Industrial 5G user equipment (UE), such as robotic systems, lacks comprehensive, automated security assessment methodologies. Method: This paper proposes the first end-to-end automated security testing framework for industrial 5G UEs. It jointly verifies the correctness of high-layer security protocols (e.g., TLS) and conformance to 3GPP protocol stack specifications, integrating protocol fuzzing, specification-compliance checking, TLS handshake behavior analysis, and a plugin-based extensible engine. Contribution/Results: Unlike fragmented existing approaches, our framework enables integrated, full-stack security validation of industrial UEs. Experimental evaluation demonstrates its effectiveness in identifying diverse protocol implementation flaws and configuration deviations, achieving significantly improved test coverage and execution efficiency. To the best of our knowledge, this work is the first to bridge the critical gap in holistic security evaluation of industrial 5G endpoints.

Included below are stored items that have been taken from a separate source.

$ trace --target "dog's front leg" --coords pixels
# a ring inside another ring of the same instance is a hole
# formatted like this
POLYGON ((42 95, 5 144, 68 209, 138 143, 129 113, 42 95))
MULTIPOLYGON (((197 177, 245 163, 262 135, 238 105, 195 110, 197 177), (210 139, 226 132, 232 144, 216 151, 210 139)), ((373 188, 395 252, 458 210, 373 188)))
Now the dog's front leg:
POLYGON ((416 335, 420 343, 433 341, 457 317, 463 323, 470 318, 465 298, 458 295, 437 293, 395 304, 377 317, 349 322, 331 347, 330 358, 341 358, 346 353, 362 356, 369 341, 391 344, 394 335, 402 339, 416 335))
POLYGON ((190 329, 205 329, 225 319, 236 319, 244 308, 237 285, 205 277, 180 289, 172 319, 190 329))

With the ongoing adoption of 5G for communication in industrial systems and critical infrastructure, the security of industrial UEs such as 5G-enabled industrial robots becomes an increasingly important topic. Most notably, to meet the stringent security requirements of industrial deployments, industrial UEs not only have to fully comply with the 5G specifications but also implement and use correctly secure communication protocols such as TLS. To ensure the security of industrial UEs, operators of industrial 5G networks rely on security testing before deploying new devices to their production networks. However, currently only isolated tests for individual security aspects of industrial UEs exist, severely hindering comprehensive testing. In this paper, we report on our ongoing efforts to alleviate this situation by creating an automated security testing framework for industrial UEs to comprehensively evaluate their security posture before deployment. With this framework, we aim to provide stakeholders with a fully automated-method to verify that higher-layer security protocols are correctly implemented, while simultaneously ensuring that the UE's protocol stack adheres to 3GPP specifications.